Unified memory not working completely

Hi Folks,

I am trying to declare “Unified Memory” and copy a buffer into it. After doing so I am trying to display the image using cv::imshow available in OpenCV. I am successful in getting one copy of the image. However, the program crashes with Segmentation fault if I try to create 2 copies and try to display the second copy.
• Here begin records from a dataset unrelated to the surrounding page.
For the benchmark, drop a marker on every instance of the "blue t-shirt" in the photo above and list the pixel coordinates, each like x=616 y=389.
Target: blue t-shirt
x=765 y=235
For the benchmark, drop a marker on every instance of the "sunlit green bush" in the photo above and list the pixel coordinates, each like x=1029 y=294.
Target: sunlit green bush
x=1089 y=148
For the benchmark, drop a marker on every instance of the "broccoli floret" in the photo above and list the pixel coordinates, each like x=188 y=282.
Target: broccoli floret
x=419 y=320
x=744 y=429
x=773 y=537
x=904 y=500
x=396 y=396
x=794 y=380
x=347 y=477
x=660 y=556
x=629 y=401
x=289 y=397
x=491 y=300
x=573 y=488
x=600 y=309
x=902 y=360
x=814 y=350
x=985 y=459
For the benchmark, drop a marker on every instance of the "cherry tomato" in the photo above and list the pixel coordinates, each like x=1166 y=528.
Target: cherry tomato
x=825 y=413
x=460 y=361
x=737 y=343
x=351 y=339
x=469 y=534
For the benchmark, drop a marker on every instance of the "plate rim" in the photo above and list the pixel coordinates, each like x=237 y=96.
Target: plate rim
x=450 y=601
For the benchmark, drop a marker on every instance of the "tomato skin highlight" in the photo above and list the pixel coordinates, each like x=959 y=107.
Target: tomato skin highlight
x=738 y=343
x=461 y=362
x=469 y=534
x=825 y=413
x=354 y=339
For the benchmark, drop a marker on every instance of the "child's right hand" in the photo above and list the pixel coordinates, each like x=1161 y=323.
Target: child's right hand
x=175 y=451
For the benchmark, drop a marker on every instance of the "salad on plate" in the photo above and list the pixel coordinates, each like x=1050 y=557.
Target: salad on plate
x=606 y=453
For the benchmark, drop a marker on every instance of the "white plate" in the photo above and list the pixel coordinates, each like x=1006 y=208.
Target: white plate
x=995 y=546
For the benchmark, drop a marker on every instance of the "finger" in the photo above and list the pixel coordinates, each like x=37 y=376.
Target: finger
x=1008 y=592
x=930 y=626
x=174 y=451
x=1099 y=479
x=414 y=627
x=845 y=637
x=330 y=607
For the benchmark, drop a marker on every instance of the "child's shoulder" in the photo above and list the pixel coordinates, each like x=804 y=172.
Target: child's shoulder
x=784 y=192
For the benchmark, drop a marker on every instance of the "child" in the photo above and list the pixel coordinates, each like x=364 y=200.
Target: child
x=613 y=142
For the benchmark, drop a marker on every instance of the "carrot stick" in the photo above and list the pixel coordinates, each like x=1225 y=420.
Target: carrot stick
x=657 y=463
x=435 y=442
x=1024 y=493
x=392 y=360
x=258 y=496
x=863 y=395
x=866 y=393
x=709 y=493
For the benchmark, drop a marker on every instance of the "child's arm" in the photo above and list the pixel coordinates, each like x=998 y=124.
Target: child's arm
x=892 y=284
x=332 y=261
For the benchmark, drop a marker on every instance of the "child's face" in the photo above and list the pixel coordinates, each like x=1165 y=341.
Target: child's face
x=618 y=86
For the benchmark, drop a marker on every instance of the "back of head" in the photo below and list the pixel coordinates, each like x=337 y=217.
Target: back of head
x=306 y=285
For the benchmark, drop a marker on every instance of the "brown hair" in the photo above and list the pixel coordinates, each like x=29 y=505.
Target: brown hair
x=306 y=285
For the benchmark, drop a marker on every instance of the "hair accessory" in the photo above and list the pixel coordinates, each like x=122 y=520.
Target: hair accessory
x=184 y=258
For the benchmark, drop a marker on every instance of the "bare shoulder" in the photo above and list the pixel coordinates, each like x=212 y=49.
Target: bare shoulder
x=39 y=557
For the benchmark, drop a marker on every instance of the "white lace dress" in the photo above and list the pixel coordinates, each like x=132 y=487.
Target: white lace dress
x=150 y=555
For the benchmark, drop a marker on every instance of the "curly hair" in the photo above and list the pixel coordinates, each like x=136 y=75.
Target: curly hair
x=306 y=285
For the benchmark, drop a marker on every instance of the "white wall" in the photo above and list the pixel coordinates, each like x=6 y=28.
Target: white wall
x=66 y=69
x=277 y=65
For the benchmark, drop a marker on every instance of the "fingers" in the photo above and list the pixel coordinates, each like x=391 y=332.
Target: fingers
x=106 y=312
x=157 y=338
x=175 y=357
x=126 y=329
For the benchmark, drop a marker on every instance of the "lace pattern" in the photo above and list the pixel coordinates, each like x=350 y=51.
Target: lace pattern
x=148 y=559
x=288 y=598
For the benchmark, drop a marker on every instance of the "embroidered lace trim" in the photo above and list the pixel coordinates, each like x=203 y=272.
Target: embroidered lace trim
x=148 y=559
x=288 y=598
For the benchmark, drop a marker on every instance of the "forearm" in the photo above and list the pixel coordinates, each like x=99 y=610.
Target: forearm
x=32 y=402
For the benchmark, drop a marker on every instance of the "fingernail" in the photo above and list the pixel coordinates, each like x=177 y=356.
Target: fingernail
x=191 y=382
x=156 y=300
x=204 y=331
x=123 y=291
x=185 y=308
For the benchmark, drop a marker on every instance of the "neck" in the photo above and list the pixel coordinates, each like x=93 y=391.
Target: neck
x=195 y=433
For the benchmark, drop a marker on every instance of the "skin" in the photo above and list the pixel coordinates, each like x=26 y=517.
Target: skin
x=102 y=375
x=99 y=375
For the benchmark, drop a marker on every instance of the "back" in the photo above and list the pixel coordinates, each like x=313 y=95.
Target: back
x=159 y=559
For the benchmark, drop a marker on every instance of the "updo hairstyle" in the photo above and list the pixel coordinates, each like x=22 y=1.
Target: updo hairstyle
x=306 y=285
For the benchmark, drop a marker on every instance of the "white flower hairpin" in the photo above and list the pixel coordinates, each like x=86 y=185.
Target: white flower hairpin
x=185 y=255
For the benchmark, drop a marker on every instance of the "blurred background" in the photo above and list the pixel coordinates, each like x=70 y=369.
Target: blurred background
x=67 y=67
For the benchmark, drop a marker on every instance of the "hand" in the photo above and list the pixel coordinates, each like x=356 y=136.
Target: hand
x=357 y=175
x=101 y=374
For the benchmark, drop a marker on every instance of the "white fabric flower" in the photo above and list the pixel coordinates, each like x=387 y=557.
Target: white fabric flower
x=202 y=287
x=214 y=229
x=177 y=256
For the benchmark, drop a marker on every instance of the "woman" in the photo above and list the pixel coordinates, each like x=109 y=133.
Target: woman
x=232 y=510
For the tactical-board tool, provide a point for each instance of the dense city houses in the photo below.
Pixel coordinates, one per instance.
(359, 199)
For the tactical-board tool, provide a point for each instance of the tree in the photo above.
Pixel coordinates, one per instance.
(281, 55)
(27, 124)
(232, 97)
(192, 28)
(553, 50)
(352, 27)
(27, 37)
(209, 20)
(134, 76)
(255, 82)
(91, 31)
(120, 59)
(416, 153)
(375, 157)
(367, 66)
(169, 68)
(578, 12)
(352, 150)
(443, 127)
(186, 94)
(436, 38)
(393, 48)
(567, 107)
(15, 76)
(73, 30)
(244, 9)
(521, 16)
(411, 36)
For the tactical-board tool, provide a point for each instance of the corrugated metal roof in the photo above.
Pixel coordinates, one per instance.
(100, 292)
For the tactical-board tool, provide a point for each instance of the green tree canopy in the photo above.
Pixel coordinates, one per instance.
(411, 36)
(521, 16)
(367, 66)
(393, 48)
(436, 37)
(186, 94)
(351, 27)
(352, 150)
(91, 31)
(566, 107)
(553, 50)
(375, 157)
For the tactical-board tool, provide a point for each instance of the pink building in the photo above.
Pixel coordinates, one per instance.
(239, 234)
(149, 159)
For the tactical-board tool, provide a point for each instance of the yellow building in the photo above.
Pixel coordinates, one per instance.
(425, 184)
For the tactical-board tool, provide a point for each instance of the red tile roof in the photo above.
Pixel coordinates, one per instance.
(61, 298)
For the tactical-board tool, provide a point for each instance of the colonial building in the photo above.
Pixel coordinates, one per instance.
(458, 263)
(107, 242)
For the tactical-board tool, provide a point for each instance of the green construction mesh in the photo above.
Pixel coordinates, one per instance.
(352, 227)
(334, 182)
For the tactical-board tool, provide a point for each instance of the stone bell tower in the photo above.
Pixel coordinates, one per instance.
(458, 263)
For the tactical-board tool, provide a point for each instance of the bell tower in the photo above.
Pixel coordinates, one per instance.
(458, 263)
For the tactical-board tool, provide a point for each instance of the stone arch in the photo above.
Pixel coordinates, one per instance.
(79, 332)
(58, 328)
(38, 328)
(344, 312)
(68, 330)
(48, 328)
The code snippet is as follows :

// Acquire a Frame of size 1920x1080

        UniqueObj<Frame> frame(iFrameConsumer->acquireFrame());
        IFrame *iFrame = interface_cast<IFrame>(frame);
        if (!iFrame)
            break;

        // Get the Frame's Image.
        Image *image = iFrame->getImage();
        EGLStream::NV::IImageNativeBuffer *iImageNativeBuffer
              = interface_cast<EGLStream::NV::IImageNativeBuffer>(image);
        TEST_ERROR_RETURN(!iImageNativeBuffer, "Failed to create an IImageNativeBuffer");

        int fd = iImageNativeBuffer->createNvBuffer(Argus::Size {m_framesize.width, m_framesize.height},
               NvBufferColorFormat_YUV420, NvBufferLayout_Pitch, &status);
        if (status != STATUS_OK)
               TEST_ERROR_RETURN(status != STATUS_OK, "Failed to create a native buffer");

 #if 1

	cudaSetDeviceFlags(cudaDeviceMapHost);

        NvBufferParams params;
        NvBufferGetParams(fd, &params);

 	char *data_mem = NULL;
	
	int size = m_framesize.width* m_framesize.height;
	
        int fsize = params.pitch[0] * m_framesize.height ;
        data_mem = (char*)mmap(NULL, fsize, PROT_READ | PROT_WRITE, MAP_SHARED, fd, params.offset[0]);
	
	char *d_myimagen = NULL;
	
	char* h_cudaout = NULL;

	int read1 = cudaMallocManaged(&h_cudaout, ( m_framesize.height *  m_framesize.width)*sizeof(char));

	cout<<"read1 : " <<read1 <<endl;
	cout<<"h_cudaout :" <<h_cudaout <<endl;
 
	int read2 = cudaMallocManaged(&d_myimagen, ( m_framesize.height *  m_framesize.width)*sizeof(char));

	cout<<"read2 : " <<read2 <<endl;
	cout<<"d_myimagen :" <<d_myimagen <<endl;

	int copy1 = cudaMemcpy (h_cudaout,data_mem,m_framesize.width*m_framesize.height,cudaMemcpyHostToDevice) ;	
	cout<<"copy1 : " <<copy1 <<endl;
 
	int copy2 = cudaMemcpy (d_myimagen,data_mem,m_framesize.width*m_framesize.height,cudaMemcpyHostToDevice) ;	
	cout<<"copy2 : " <<copy2 <<endl;
 

	cudaDeviceSynchronize();

	cv::Mat CudaOUTimgbuf1 = cv::Mat(m_framesize.height, m_framesize.width, CV_8UC1, (void *) d_myimagen , params.pitch[0]);
	cv::imshow("CudaOUTimgbuf1", CudaOUTimgbuf1);
	cv::waitKey(1);

The code works fine if I try to display “h_cudaout” instead of “d_myimagen”. Please help me figure out where I am going wrong.

Thanks

Hi,

You can’t call cv::imshow with GPU memory pointer.
OpenCV expects CPU data for display.

Please copy the memory back to host before calling imshow().
Thanks.

Hi AastaLLL,

Thanks for the response.

From my understanding , memory allocation done using cudaMallocManaged allocates “Unified Memory” which can be accessed using the pointer return both on the CPU as well as GPU. Please let me know if I am getting something wrong with the interpretation.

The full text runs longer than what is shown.